#python #topic-modeling
Вопрос:
Я новичок в python, и у меня проблемы с динамическими тематическими моделями.
Я следую инструкциям в https://github.com/JiaxiangBU/dynamic_topic_modeling/blob/master/dtm.ipynb
Все в порядке, я создаю модели и Эволюцию слов, но у меня ошибка «Ошибка индекса: индекс списка вне диапазона» в теме Эволюция
Вот мой код:
import seaborn as sns
sns.set()
num_topics = 5
def document_influence_dim(num_topics, DtmModel, time_seq = []):
doc, topicId, period, distributions=[], [], [], []
for topic in range(num_topics):
for t in range(len(time_seq)):
for document in range(time_seq[t]):
distribution = round(DtmModel.influences_time[t][document][topic], 4)
period.append(t)
doc.append(document)
topicId.append(topic)
distributions.append(distribution)
return pd.DataFrame(list(zip(doc, topicId, period, distributions)), columns=['document','topicId', 'period','distribution'])
def topic_distribution(num_topics, DtmModel, time_seq = []):
"""
function to compute the topical distribution in a document
:param num_topics: number of topics
"""
doc, topicId, distributions=[], [], []
df_dim = document_influence_dim(num_topics = num_topics, DtmModel = DtmModel, time_seq = time_seq)
for document in range(0, sum(time_seq)):
for topic in range(0, num_topics):
distribution = round(DtmModel.gamma_[document][topic], 4)
doc.append(document)
topicId.append(topic)
distributions.append(distribution)
return pd.DataFrame(list(zip(doc, topicId, distributions, df_dim.period)), columns=['document','topicId', 'distribution', 'period'])
def visualize_topics(df):
"""
function to vizualise mean topic distribution over defined periods.
the topic distribution is defined by the average level by documents.
:param num_topics: number of topics
"""
fig, ax = plt.subplots(figsize=(30,10))
df.groupby(['period', 'topicId'], sort=False).mean()['distribution'].unstack().plot(ax=ax,grid=True, linewidth =3.0, sharex=True)
plt.ylabel("Topic Distribution", fontsize=16)
plt.xlabel("Period", fontsize=16)
plt.title("Topic evolution")
plt.legend(loc='center left', bbox_to_anchor=(1, 0.5), title = "Topics", fontsize='large', labelspacing=0.6, fancybox = True)
Это точно такая же инструкция. Когда я запускаю этот код, у него возникает проблема:
topic_df = topic_distribution(num_topics=num_topics, DtmModel=DtmModel, time_seq=time_slice)
Ошибка:
---------------------------------------------------------------------------
IndexError Traceback (most recent call last)

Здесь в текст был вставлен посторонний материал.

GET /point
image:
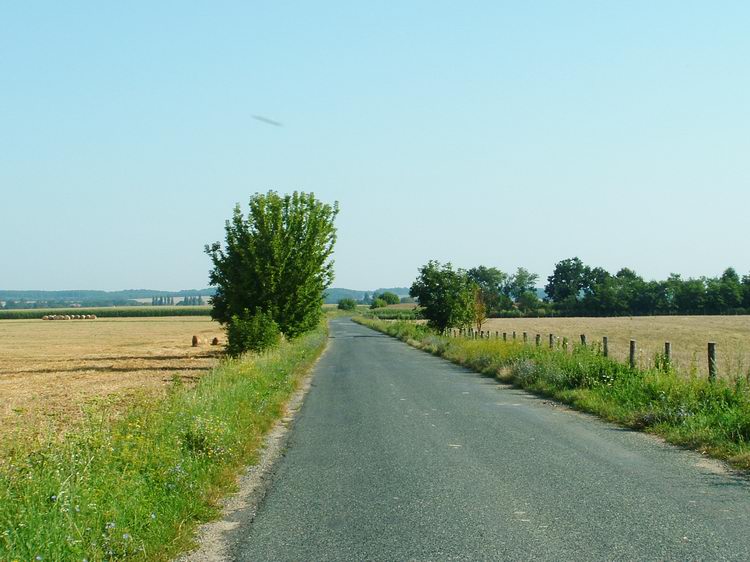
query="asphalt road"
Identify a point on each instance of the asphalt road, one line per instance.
(398, 455)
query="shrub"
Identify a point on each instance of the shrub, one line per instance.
(252, 332)
(347, 304)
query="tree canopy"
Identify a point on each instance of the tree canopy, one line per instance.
(276, 260)
(447, 296)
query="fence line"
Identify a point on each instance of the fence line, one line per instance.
(666, 358)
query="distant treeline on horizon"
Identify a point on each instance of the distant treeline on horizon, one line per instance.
(90, 298)
(576, 289)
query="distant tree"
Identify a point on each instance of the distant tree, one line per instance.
(492, 283)
(528, 302)
(276, 260)
(377, 302)
(746, 291)
(569, 278)
(389, 297)
(479, 308)
(690, 296)
(347, 304)
(521, 282)
(445, 295)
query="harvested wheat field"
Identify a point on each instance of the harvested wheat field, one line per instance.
(51, 372)
(689, 336)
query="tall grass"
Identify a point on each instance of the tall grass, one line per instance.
(711, 417)
(136, 487)
(108, 312)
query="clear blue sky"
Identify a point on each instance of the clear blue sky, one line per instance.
(498, 133)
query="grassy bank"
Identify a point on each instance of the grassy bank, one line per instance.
(108, 312)
(713, 418)
(137, 486)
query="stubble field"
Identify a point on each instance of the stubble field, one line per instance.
(689, 336)
(52, 373)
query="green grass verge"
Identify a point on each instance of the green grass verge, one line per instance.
(108, 312)
(713, 418)
(136, 487)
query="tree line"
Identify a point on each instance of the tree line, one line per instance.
(576, 288)
(459, 298)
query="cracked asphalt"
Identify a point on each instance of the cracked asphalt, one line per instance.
(399, 455)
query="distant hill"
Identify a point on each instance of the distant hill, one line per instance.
(335, 294)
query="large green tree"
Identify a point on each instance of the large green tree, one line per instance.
(447, 296)
(276, 260)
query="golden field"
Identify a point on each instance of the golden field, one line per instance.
(689, 336)
(51, 372)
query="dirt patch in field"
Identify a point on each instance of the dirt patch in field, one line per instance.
(50, 372)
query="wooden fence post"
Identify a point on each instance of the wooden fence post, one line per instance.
(712, 361)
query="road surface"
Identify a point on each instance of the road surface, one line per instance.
(399, 455)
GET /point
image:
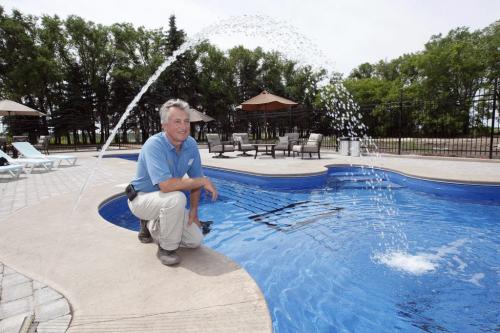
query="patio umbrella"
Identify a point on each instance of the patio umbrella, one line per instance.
(196, 116)
(266, 102)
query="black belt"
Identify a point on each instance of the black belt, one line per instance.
(130, 192)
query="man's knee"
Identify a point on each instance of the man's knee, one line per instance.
(179, 198)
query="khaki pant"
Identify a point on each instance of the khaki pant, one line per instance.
(168, 219)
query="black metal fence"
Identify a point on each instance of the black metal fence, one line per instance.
(457, 129)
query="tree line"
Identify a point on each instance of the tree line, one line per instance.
(84, 75)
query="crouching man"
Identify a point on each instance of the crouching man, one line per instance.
(156, 195)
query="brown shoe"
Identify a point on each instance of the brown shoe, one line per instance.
(144, 234)
(167, 257)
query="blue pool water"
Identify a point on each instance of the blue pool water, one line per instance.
(367, 251)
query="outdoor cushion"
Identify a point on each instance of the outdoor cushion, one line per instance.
(13, 170)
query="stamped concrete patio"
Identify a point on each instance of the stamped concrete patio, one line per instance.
(111, 282)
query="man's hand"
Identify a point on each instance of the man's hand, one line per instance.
(210, 188)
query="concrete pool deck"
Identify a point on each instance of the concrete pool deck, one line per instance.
(114, 283)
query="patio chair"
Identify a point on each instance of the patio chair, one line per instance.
(28, 163)
(283, 144)
(13, 170)
(243, 142)
(43, 144)
(28, 151)
(312, 146)
(218, 147)
(287, 144)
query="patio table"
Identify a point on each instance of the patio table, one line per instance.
(264, 145)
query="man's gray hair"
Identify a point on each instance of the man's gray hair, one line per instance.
(166, 108)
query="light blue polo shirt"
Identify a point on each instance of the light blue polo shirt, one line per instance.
(159, 161)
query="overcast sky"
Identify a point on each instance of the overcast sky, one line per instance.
(349, 32)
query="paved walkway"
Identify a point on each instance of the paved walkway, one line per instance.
(53, 255)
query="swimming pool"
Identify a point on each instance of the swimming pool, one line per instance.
(364, 251)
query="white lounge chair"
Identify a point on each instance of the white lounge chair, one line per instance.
(28, 151)
(13, 170)
(28, 163)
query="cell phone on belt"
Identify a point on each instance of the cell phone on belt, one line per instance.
(130, 192)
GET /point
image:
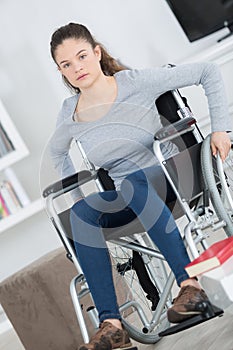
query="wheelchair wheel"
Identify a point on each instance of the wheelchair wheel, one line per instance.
(138, 297)
(219, 181)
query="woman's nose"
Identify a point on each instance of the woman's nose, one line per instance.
(78, 67)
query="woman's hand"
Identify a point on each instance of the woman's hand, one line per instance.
(220, 142)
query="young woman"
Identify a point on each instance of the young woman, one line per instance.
(113, 115)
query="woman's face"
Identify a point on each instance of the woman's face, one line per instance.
(79, 62)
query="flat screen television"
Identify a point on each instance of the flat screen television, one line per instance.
(199, 18)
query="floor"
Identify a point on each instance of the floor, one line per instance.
(215, 334)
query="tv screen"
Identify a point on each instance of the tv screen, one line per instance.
(199, 18)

<ipython-input-77-138aff41df8b> in <module>
----> 1 topic_df = topic_distribution(num_topics=num_topics, DtmModel=DtmModel, time_seq=time_slice)
<ipython-input-76-279f84a320c9> in topic_distribution(num_topics, DtmModel, time_seq)
35 """
36 doc, topicId, distributions=[], [], []
---> 37 df_dim = document_influence_dim(num_topics = num_topics, DtmModel = DtmModel, time_seq = time_seq)
38 for document in range(0, sum(time_seq)):
39 for topic in range(0, num_topics):
<ipython-input-76-279f84a320c9> in document_influence_dim(num_topics, DtmModel, time_seq)
15 for t in range(len(time_seq)):
16 for document in range(time_seq[t]):
---> 17 distribution = round(DtmModel.influences_time[t][document][topic], 4)
18 # print(len(model.influences_time))
19 # print(len(model.influences_time[0]))
IndexError: list index out of range
Can anyone help me solving this error?